The 'Mbeki page' on the ANC website proves the point. It contains 51 speeches by the President made during 2002. In reality he will have made many more. Not one is devoted to the AIDS crisis. Even general speeches that set priorities for the country or the ANC show that, except for rare occasions, the President has little to say about AIDS and nothing to say about HIV. It seems that HIV is still a virus this President refuses to legitimize by direct reference.
For example, his recent speech marking the 91st Anniversary of the ANC, made on behalf of the NEC of the ANC, made only one - in passing -- reference to AIDS, as part of an injunction that "we must also raise the awareness of the people with regard to the other important maters relevant to the health of our people."
Silence is inexcusable because silence is not neutral. Silence on a matter of utmost national importance is in fact its opposite. It is a clamorous statement of denial, and disbelief about HIV/AIDS. Silence on HIV/AIDS in an address to the ANC national Congress is in fact an instruction by omission to ANC members: it says 'HIV is not a national issue. It is less pressing that poverty, transformation and delivery.' It is an injunction that there are other matters more demanding. It demobilizes. Arguably it throws a cloud of disapproval over those ANC members who might consider this issue of grave importance. It degrades the memory of those who have died. It gags ANC members who know they have HIV and would like to find support in the party.

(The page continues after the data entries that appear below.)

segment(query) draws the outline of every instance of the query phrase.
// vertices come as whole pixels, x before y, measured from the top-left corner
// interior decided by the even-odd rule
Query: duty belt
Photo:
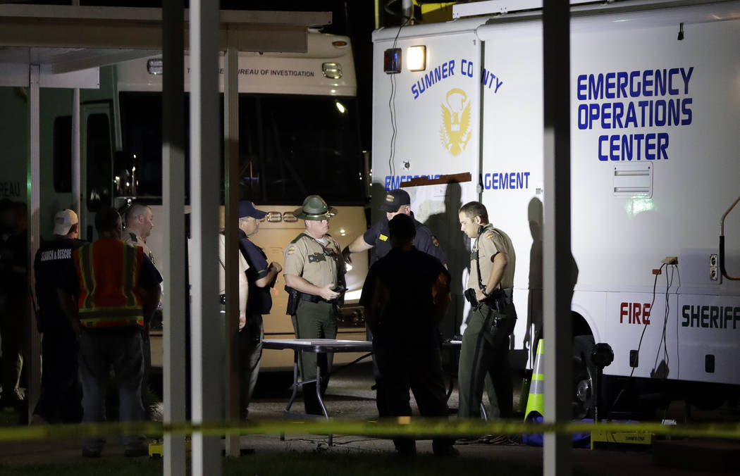
[[[325,299],[320,296],[316,296],[315,294],[307,294],[306,293],[301,293],[298,291],[298,299],[301,301],[308,301],[309,302],[329,302],[334,303],[337,302],[337,299]]]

This is a terrible and costly error. It is self-defeating of Mbeki as an individual and of his mission. Correctly, the President's main mission is to tackle poverty. But as much as poverty makes AIDS, AIDS makes poverty. The illness and death of millions of poor people will erode the benefits of house, health and service delivery. Things will fall apart. HIV/ AIDS will make us run, just to stand still in the battle for reconstruction and development.
In his New Year message to the nation Mbeki promised that in "2002 the sun will continue to shine on the South African people as we build this non-racial, non-sexist and democratic country, instilling in all a shared sense of nationhood and human solidarity." But refusing to talk about AIDS is a denial of solidarity with millions of South Africans who are frightened or sick by this virus. It is hard to appreciate the sun, if you are paralysed with diahorrea, thrush or TB. The death of a child clouds even the brightest day. It is hard to appreciate the sun when it is government policy to deny you medicines - and when your poverty makes you a victim of state discrimination between those who can buy life and those who cannot.
I hope that the President reads this article, and that he responds. I hope his response is forthright. I hope that he accuses me of calumny and brings forward facts to prove that I am wrong. I want to be wrong. The reason I write this is because, in the face of one of the greatest challenges facing our nation his Presidency is silent. A leader who disarms his country in the face of threats to its future is making a calamitous mistake. 2003 must be the year when the President breaks his silence on HIV, and builds unity. Otherwise it will be too late.